NEW YORK—In a welcome break from their normal day-to-day schedule, reports confirmed that the winter class of interns at local web design firm Kapper Media, Inc. were treated to a highly informative 30-minute question-and-answer session Wednesday afternoon with an utterly miserable and downtrodden assortment of company employees.

The staff panel, all of whom are under 30 and have over the course of their employment felt increasingly fatigued, stressed, and resentful, reportedly answered a variety of questions about their backgrounds and their experiences within the industry from the visibly excited group of interns.
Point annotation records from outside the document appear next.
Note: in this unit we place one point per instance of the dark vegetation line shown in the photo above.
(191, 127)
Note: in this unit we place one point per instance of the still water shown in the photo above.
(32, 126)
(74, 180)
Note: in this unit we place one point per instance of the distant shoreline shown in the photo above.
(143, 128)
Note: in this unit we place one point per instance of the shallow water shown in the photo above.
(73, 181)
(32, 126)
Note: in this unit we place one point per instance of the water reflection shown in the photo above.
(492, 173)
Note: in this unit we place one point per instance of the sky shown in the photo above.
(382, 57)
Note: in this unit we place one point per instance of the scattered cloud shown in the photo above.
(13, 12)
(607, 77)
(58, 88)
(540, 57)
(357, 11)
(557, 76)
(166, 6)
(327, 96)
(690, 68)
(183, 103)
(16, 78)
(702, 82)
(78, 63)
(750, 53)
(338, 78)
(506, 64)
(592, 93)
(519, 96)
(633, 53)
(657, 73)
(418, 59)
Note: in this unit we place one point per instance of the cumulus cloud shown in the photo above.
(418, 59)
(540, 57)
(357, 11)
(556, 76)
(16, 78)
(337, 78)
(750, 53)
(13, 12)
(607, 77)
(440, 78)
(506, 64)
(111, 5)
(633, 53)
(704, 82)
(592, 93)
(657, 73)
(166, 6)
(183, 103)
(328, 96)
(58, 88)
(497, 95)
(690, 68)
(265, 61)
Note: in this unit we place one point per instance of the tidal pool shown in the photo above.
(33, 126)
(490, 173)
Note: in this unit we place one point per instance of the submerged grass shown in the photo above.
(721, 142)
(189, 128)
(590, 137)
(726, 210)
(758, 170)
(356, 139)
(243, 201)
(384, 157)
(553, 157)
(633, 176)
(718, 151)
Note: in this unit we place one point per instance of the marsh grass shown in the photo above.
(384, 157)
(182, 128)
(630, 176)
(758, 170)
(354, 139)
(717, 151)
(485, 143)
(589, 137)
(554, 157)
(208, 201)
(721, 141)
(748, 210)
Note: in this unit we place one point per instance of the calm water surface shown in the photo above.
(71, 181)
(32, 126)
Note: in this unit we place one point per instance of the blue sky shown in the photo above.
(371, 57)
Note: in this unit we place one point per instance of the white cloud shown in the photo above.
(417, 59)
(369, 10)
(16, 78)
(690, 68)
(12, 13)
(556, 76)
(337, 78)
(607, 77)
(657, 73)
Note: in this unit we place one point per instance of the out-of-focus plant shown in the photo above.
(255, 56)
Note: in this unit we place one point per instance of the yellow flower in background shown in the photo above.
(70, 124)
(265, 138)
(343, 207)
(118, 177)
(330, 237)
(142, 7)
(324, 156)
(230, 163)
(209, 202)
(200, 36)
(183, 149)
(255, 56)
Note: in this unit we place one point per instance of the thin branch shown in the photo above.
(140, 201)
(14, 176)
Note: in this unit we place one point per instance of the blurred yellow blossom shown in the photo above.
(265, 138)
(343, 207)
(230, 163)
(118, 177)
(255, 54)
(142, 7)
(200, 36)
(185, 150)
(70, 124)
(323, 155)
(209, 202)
“I really enjoyed getting the chance to just sit down with everyone and learn more about how they got to where they are now,” said 21-year-old sales intern Diane Stevens, evidently unaware that the entire employee panel have at some point totally resigned themselves to being taken advantage of and feeling absolutely helpless to fight against the company’s corporate hierarchy. “It was really invaluable, and has definitely been one of the highlights of my entire internship so far.”

“I know they’re all busy, but I really appreciated them taking time out of their day to talk to us and offer their advice,” continued Stevens, reportedly unaware that every single person on the panel is essentially as confused and bewildered about the working world and their place in it as she is. “I’m definitely going to put everything they told us into practice right away.”

According to sources, the meeting began as the collection of dead-eyed staff members—who reportedly had to shorten their 30-minute lunch break in order to take part in the Q&A session—gathered in the company’s main conference room with the group of enthusiastic, eager interns. Reports confirmed the panel of overworked, underpaid, and entirely disillusioned employees then went around the room and introduced themselves, explaining their specific roles within the company and how they came to be hired.

Furthermore, sources said the mere sight of the two groups sitting across from one another while a small box of Dunkin Donuts lay on the conference table between them was completely and utterly heartbreaking.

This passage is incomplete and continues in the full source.